On Monday, Police Colonel General Nikolai Golovkin said an investigation of the incident concluded that the conflict arose after journalist Natalya Seybil made a remark about how Major Aleksei Klimov had parked his car, “and we also established his inappropriate behavior in the form of an assault of Natalya Seybil.”
“Following the assertion all circumstances by the administration of the Moscow Regional Main Department of Internal Affairs, a decision was made to fire the officer in question from internal affairs,” Golovkin explained. “The question is being decided on whether to file criminal charges and transfer materials to the Investigative Committee of the Moscow Regional Main Investigative Department of the Russian Federation to make a lawful decision.” He added that the order to fire Klimov was signed on April 4.
As Seybil told Ekho Moskvy radio on April 3, the attack came after a car pulled up to her building while she was outside walking her dog. The driver – Klimov – attempted to flirt with her and asked for her name, but the journalist brushed him off.
“I said: ‘Excuse me,’ – and kept walking. He began asking me again and I said ‘Vasya’ – and kept walking,” said Seybil.
After that, the man jumped out of the car, grabbed her hair and punched her in the face.
“After that, everything was like in a television show – hands on the hood of the car, he bent my arms behind my back, threw my phone to the ground. I called for the police. He threatened me, peppering it all with expletives. My neighbor came out and said: ‘What are you doing, that’s a woman!'”
At that point, Klimov flaunted his identification as a criminal investigative officer.
According to Seybil, the police officers who arrived on the scene released Klimov, saying that there was nothing they could do: “This is our chief,” they told her.

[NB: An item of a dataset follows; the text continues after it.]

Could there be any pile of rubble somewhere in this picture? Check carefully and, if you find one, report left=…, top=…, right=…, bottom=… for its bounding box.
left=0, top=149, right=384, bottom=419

“I’ve been assaulted – my face has been punched, there are bruises all over my body and I had a hypertensive crisis,” Seybil told reporters.
Colonel Yevgeny Gildeyev, a communications officer with the Moscow regional police department, issued an apology to the journalist. “On behalf of the administration of the Main Department of Internal Affairs, I extend sincere apologies to Natalya Seybil. I hope that nothing like this ever happens again; indeed, only true professionals should be police officers,” he said.
Russia’s federal Investigative Committee says it is looking into the case.
Seybil has worked as the editor-in-chief of the talk show Pust Govoryat (“Let Them Talk”) on Russia’s state-controlled Channel One, as well as for the programs Gordon Quixote and Zakryty Pokaz (“Private Screening”).